Drawdown Is Not Safe From Bankruptcy.
Last month, the Court of Appeal ruled that an Income Payments Order (IPO) could not be placed on uncrystallised pension funds.
Headlines read that our personal pension plans (PPP) and our self-invested personal pension plans (SIPP) were safe from being seized by the Trustee in Bankruptcy (TIB) if you are declared bankrupt. This effectively confirms an earlier ruling by the High Court and also the Welfare Reform and the Pensions Act 1999, where pension funds that are not in payment are protected from creditors.
Again, this set is thinking. An uncrystallised pension fund is one where you have not taken any benefits from it e.g. lump sum.
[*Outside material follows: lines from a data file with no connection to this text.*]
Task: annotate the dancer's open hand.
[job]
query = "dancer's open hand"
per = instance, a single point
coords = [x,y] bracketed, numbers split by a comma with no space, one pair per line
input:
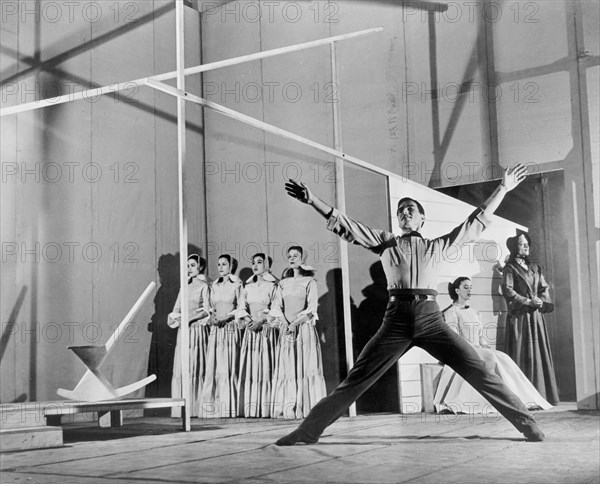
[298,190]
[513,176]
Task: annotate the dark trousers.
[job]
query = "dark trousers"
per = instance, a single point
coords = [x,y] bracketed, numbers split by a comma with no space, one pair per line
[407,324]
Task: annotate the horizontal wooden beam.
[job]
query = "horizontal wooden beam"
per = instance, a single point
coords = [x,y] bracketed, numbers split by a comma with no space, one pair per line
[269,128]
[122,86]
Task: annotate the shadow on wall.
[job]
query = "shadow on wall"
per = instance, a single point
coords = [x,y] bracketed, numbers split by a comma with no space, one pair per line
[383,395]
[8,331]
[331,329]
[164,338]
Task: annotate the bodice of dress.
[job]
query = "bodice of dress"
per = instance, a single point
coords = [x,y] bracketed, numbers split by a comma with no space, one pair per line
[465,321]
[298,294]
[520,284]
[198,292]
[258,293]
[224,295]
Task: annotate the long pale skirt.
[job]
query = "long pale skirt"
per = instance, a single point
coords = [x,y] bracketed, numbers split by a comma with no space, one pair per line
[257,363]
[298,382]
[197,354]
[218,394]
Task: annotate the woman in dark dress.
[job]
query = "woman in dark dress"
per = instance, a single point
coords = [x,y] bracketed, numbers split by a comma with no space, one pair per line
[528,298]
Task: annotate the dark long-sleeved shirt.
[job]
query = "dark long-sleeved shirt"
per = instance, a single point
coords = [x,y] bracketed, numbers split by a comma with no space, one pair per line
[409,261]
The issue now is that more and more people are accessing some or all of their lump sum or other amounts from the remaining pension fund via flexible access drawdown rules that started in April 2015. Flexible drawdown is a crystallised pension benefit i.e. you have legally retired from the scheme.
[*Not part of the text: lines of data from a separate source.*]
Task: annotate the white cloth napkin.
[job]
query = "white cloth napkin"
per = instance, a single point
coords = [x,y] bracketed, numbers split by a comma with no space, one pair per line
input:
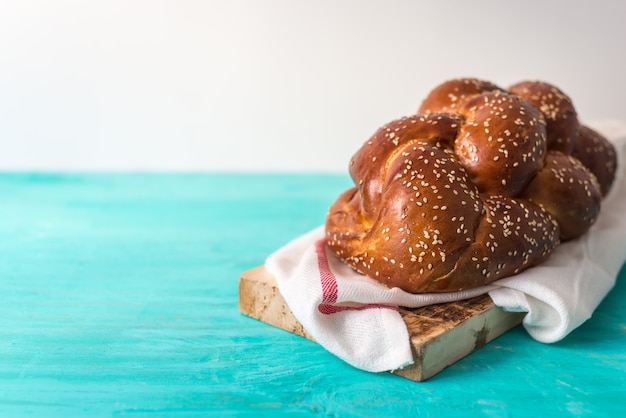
[357,319]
This means that if you are declared bankrupt and you have accessed the lump sum from your pension fund then the whole of your remaining pension fund could be subject to an IPO.
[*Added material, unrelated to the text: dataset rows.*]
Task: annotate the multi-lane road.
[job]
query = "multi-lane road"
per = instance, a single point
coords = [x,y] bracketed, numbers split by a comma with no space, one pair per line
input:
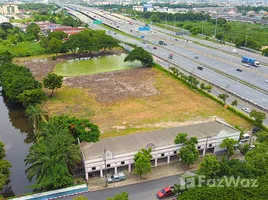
[219,68]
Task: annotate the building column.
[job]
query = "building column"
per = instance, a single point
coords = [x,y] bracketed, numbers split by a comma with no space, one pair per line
[101,174]
[86,176]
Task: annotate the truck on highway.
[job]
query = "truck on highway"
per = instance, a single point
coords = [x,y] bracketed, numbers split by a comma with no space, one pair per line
[250,61]
[166,192]
[170,55]
[160,42]
[116,178]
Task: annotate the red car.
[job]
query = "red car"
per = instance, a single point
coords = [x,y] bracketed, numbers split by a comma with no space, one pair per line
[165,192]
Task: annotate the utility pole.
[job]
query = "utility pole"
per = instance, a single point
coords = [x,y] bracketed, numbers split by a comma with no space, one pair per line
[174,22]
[215,33]
[202,28]
[105,165]
[208,136]
[246,39]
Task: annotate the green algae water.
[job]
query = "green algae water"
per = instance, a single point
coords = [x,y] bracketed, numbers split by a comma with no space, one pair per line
[76,67]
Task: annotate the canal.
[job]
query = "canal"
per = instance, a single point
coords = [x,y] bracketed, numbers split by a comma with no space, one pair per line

What can I do to protect my pension?
We suggest if youown a business that is struggling or you are getting yourself into personal debt with potentially heading towards a bankruptcy outcome then you should adopt two approaches to your pension fund:
Phased Flexible Pension Drawdown
Imagine your pension fund has been divided into 1000 mini pension policies. These are known as clusters or segments. If you need to access funds from your pension, only cash in the segments that you need. This will mean that part of your pension fund is then crystallised and could be the subject of an IPO but the remaining clusters/segments that have not been accessed i.e. remain uncrystallised are protected from your creditors. This is phased flexible drawdown.